I can remember watching my son’s first attempts at baseball and also basketball. During those early years, other parents and I shared many laughs as we watched our kids attempt new skills — chock full of awkward moments, falls, fails and an abundance of cuteness. At that point, I doubt any of us thought much about their future in sports. It was about learning basics and fundamentals.
As they advanced through the ranks of midget leagues and little leagues, we bought whatever equipment they needed and made sure they got to practices and games. We photographed their achievements and beamed with pride as they made all-star teams and amassed trophies.
The competition increased as they aged, and we could see which kids had talent, who worked hard, and discern those with heart. In my case, I could see the belief in my son’s eyes when he uttered the words, “I want to play in the major leagues” and chose catcher because, it was “the fastest way to the bigs.”
As his experience grew as a baseball player, so did his ability. I loved watching him play as much as he loved the game. I logged many hours in cold, rain, wind and blistering sun. Being there showed my support, and the more I saw, the more I believed maybe he was big enough for that gargantuan dream after all. His dream became my dream.
There were heartbreaks along the way. Lots of them. There is crying in baseball, just as there is in all sports. Tears happen for the passionate and youth sports has it all: drama, sacrifice, elation, hardships, big plays, unfairness and lucky breaks.
There were also memories for the history books: big wins, grand slams, hard fought victories, good teams, and coaches who were perfect for that period in my kid’s life.
As my kid progressed, we searched for tools to help him advance: clinics, travel teams, special tournaments, better equipment, anything within reason. But in the year-round, specialized sports environment, it was a challenge. How far were we willing to travel? How much were we willing to spend? To what lengths were we willing to go to help him succeed?
Not to mention, was he still enjoying this? Did he want to spend his free time doing only this sport? Was this smart or crazy? If he makes the MLB, then smart. If he doesn’t, will he have any regrets?

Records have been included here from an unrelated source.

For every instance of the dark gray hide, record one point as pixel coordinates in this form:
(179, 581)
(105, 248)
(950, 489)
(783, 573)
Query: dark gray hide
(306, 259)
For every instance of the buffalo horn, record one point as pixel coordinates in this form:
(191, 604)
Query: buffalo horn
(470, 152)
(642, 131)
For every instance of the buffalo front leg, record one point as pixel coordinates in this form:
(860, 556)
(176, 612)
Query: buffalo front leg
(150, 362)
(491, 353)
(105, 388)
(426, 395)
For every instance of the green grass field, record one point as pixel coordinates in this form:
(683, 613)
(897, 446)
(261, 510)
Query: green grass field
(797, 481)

Big dreams have a price, but they are exciting and compelling. My son is still in the fight for his dream, and how it ends up will be anyone’s guess.

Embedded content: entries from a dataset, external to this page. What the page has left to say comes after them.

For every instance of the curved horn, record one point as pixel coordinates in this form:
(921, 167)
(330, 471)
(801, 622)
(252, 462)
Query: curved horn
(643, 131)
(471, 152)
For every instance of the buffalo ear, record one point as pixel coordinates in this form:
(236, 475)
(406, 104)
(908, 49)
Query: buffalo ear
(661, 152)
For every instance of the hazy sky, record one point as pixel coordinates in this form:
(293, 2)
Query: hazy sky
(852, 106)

Right now, I’m thinking about how I, like other parents, are feeling that excitement and stress over our kid’s athletic season. There is a hope that exists with each new season for athletes and parents. The athlete has done whatever work they can to prepare. They hope for the starting spot. They pray for greatness. They dream of being all they can be and making a solid contribution.
No kid wants to “ride the pine.” They all dream of being a starter. But as hard as it is for kids to accept when they don’t get those coveted spots, the parents also struggle to understand and comprehend those decisions. In our hearts, our kids are deserving. Anything else is an insult, a travesty, a heartbreak. I can fault no parent for thinking their kid is the best.

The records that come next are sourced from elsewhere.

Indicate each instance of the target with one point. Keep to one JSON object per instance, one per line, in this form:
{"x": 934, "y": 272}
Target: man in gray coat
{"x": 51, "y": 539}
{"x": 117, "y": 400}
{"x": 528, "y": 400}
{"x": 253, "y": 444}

Sometimes our kids have a great season and others, they fall short. No one is perfect. As parents, we are there for it all. We hold our breath when it’s our kid’s turn to make a clutch play and we exhale when it goes well. We are there afterwards to give congratulatory or consolation hugs — and whatever appraisal we can to help them succeed. We are always in their corner and looking at the bigger picture.
Some kids quit sports or give up on their dream. Some continue to fight for it. Only a smattering will advance, the field getting narrower the older they get.
As parents, we have no way of knowing how a kid’s athletic efforts will end, just that for most, it will before their aspirations are fully realized. That heartbreak is a bit gut-wrenching but in the larger scheme, we know life is filled with many dreams — and theirs for the taking. So we may shed a few tears, but the final score is really about what kind of young men and women they’ve become. And if we’ve done our jobs, then we’ll be ready if the fat lady sings.
This column appeared in The Journal on Sunday, March 12, 2017.